LE MAÎTRE DU MONDE
Master of the World – États-Unis – 1961
Support : Blu-ray & DVD
Genre : Aventures
Réalisateur : William Witney
Acteurs : Vincent Price, Charles Bronson, Henry Hull, Mary Webster, David Frankham, Richard Harrison, …
Musique : Les Baxter
Durée : 102 minutes
Image : 1.85 16/9
Son : Français & Anglais DTS-HD Master Audio 2.0 Mono
Sous-Titres : Français
Éditeur : Sidonis Calysta
Date de sortie : 15 juin 2023
LE PITCH
Fin du XIXème siècle. Robur, un scientifique d’exception, souhaite mettre fin à la guerre à travers le monde en détruisant toutes les armées depuis sa forteresse volante, l’Albatross…
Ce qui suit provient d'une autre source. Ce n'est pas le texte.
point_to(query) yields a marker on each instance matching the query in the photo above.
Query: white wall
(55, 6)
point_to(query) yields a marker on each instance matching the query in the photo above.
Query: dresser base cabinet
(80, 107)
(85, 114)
20000 lieues dans les airs
L’affiche fait rêver : Vincent Price face à Charles Bronson dans une adaptation de deux romans de Jules Verne par l’écrivain et scénariste culte Richard Matheson. Handicapé par un budget bien loin d’être à la hauteur des ambitions affichées et une mise en scène en charentaises, le résultat, malheureusement, ne répond pas aux attentes et n’offre que peu de choses à se mettre sous la dent.
Début des années 60. Alléchés par le joli succès quelques années auparavant de 20 000 lieues sous les mers de Richard Fleischer et du Tour du monde en 80 jours de Michael Anderson (sortis, respectivement, en 1954 et en 1957), James H. Nicholson et Samuel Z. Arkoff, les patrons d’American International Pictures, décident à leur tour de mettre sur les rails un grand film d’aventures tiré des écrits de Jules Verne.
Auteur du roman « Je suis une légende » et scénariste à succès de L’Homme qui rétrécit (adapté de son propre roman), d’une poignée d’épisodes mémorables de La Quatrième Dimension et de La chute de la Maison Usher, premier film du cycle Poe / Corman, Richard Matheson s’impose comme un choix évident pour la firme indépendante. Combinant Robur le conquérant et Maître du monde en une seule histoire, Matheson lorgne ouvertement du côté de 20 000 lieues sous les mers. Grand méchant à l’ego surdimensionné usant de la science pour satisfaire sa mégalomanie chez Jules Verne, Robur devient ici un ersatz du capitaine Nemo, génie affable cherchant à pacifier le monde, citant la Bible et n’usant de la force que pour se protéger ou calmer les ardeurs belliqueuses de gouvernements peu enclins à déposer les armes. Un rôle taillé sur mesure pour l’incontournable Vincent Price.
Étoile montante, Charles Bronson accepte pour sa part d’endosser le costume de John Strock, un envoyé du gouvernement américain retenu prisonnier par Robur en compagnie de Prudent, un vendeur d’armes, de la fille de ce dernier, Dorothy, et de Philip Evans, le fiancé de Dorothy. Un personnage là encore conçu pour rappeler l’iconique Ned Land incarné par Kirk Douglas dans le film de Richard Fleischer.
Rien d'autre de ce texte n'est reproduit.